- DVD cover
- Genre: Biography; Drama; Music; Romance;
- Written by: Albert Innaurato
- Directed by: Ronald F. Maxwell
- Starring: Sissy Spacek William Hurt
- Theme music composer: Jerome Kern, George Gershwin
- Country of origin: United States
- Original language: English

Production
- Producer: Ron Maxwell
- Cinematography: Beda Batka
- Running time: 90 minutes
- Production company: KQED

Original release
- Network: PBS
- Release: January 25, 1978

= Verna: USO Girl =

Verna: USO Girl is a 1978 American made-for-television biographical musical-drama film produced by Thirteen/WNET New York and broadcast nationwide by PBS as part of the Great Performances series on January 25, 1978.

Based on a Paul Gallico story, it focuses on singer-dancer Verna Vane, who fervently believes that a U.S.O. tour overseas will put her on the road to superstardom.

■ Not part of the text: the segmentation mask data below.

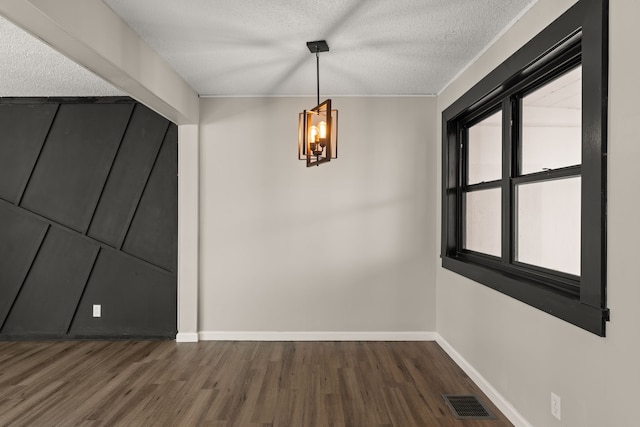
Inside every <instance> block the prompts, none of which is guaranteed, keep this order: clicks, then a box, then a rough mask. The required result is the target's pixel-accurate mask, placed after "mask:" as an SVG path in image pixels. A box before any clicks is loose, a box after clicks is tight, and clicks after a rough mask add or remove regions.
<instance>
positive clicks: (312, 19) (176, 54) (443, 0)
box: [0, 0, 536, 96]
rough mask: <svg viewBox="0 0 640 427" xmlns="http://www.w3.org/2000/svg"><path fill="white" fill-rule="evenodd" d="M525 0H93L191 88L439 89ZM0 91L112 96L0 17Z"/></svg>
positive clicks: (508, 20) (101, 85) (307, 90)
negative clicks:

Although she's more willing than able, her brave self-confidence wins the hearts of the beleaguered GI audiences. They embrace the dauntless Verna because she, like them, is risking her life for the sake of the American dream.

Verna's fellow troupe members include Eddie, a second-rate vaudevillian, and would-be chanteuse Maureen, who encourages Verna (of whom she observes, "She's invented a new way to sing flat and dance clumsy") to set aside her show business fantasies and accept a proposal of marriage offered by Army engineering captain Walter.

==Production==
Filmed in military training areas in Hammelburg and Baumholder, Germany by director Ronald F. Maxwell, it stars Sissy Spacek, William Hurt, Howard Da Silva, and Sally Kellerman. Period songs featured in routines created by burlesque comic Joey Faye and choreographed by Donald Saddler include "I'll Get By", "Jeepers, Creepers", and "Since You Went Away". Musical arrangements and Musical Direction by Joseph Turrin.

==Accolades==
Da Silva won the Emmy Award for Outstanding Performance by a Supporting Actor in a Comedy or Drama Special, and Maxwell's direction and Innuarto's script received nominations.

==Reception==
Frank Rich of Time wrote, "Verna: U.S.O. Girl is just a small story—too small for a theatrical film but perfect for the tube—engagingly told by talented people. It can stand as a model of what made-for-TV movies could and should be. [...] Verna's troupe is the kind of company that gives the small screen the illusion of depth."